Del resto è difficile non riconoscere le doti dell'arcivescovo di Milano, uomo di fede ma anche comunicatore straordinario. Capace - vedi la predica per la famiglia sterminata quest'estate da uno dei figli- di mettersi in sintonia con il mondo di oggi che incrocia il cristianesimo con il pregiudizio illuminista e la fretta di chi associa la liturgia ai diorami dei musei.
Tutto vero, ma anche questo round di nomine si è concluso come i precedenti: l'arcivescovo di Milano non diventerà cardinale. Lo sarà quello di Torino, Roberto Repole, promosso finalmente in questa tornata, ma non lo sarà Mario Delpini. Milano e Venezia restano fuori dal collegio cardinalizio.
Milano è la città di Achille Ratti, Pio XI, e di Giovanni Battista Montini, Paolo VI, a Venezia, sempre per rimanere al Novecento, sono stati patriarchi Angelo Roncalli, ovvero Giovanni XXIII, e Albino Luciani, il Giovanni Paolo I dei 33 giorni.
Quattro vescovi in meno di cento anni diventati pontefici. Milano è una delle diocesi più grandi e evolute del mondo. E l'arcivescovo è capo del rito ambrosiano, Venezia è sempre stata un ponte con l'Oriente. Ma Francesco utilizza altri parametri. Semplificando, si potrebbe dire che più che alla storia guarda alla geografia. Le tradizioni e il contesto certo hanno un peso, ma forse quel che più urge per lui è sdoganare le periferie. Mettere in evidenza le chiese dell'Asia più sperduta, con la berretta rossa per la microscopica comunità della Mongolia, dell'America Latina profonda e dell'Africa martoriata, la geografia appunto dei tanti luoghi fuori dalle grandi rotte. Del resto, anche i viaggi di questo pontificato certificano lo sparigliamento dell'epoca bergogliana: Francesco è andato a Lampedusa, mai a Parigi. E solo nei giorni scorsi ha toccato il cuore dell'Europa, Lussemburgo e Bruxelles, tappe di un percorso non facile, in un momento storico in cui la fede sembra aver divorziato dalla ragione, riducendosi spesso a succursale di buoni sentimenti. Sull'Italia il discorso si fa più complesso. Il Papa, che spesso bypassa i suggerimenti del nunzio, sembra prediligere personalità in grado di interpretare la contemporaneità, insomma capaci di affrontare le sfide del tempo presente, senza considerare più di tanto il curriculum di ciascuna città. L'arcivescovo di Torino ha riorganizzato la chiesa e ha preso atto del fatto che oggi i cristiani non sono più la maggioranza ma semmai il lembo di un popolo sempre più sfilacciato e scompaginato.
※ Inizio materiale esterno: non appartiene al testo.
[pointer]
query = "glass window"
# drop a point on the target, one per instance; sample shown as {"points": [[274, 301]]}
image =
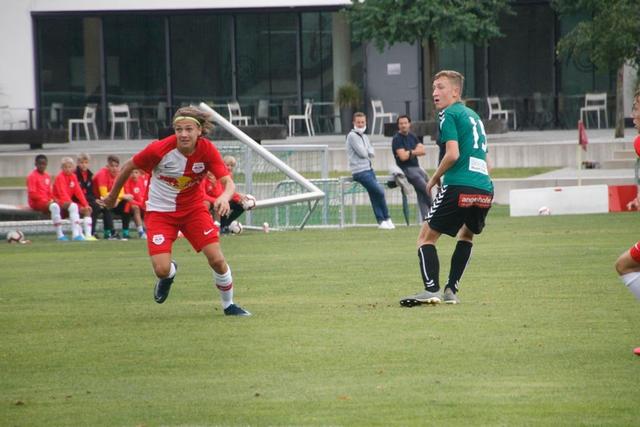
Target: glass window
{"points": [[317, 57], [201, 59], [460, 57], [135, 59], [266, 58], [68, 52]]}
Può darsi che nei ragionamenti di Bergoglio su Milano abbia inciso la circostanza che lui, a dimostrazione del rovesciamento di antichi e collaudati schemi, ha già nominato un cardinale lombardo, ovvero monsignor Oscar Cantoni, il vescovo di Como. E poi c'è un'altra presenza, quella del cardinale Angelo Scola, ormai escluso dalle votazioni del conclave per i raggiunti limiti d'età, e che anzi riempie due caselle perché è stato anche patriarca di Venezia.
Ma queste sono congetture, come non sembra aver avuto importanza il coinvolgimento dell'allora vescovo ausiliare che non avrebbe vigilato con la necessaria durezza nella vicenda scabrosa di don Galli, portato in Tribunale per violenza su un bambino. La metropoli della Madonnina resta in panchina.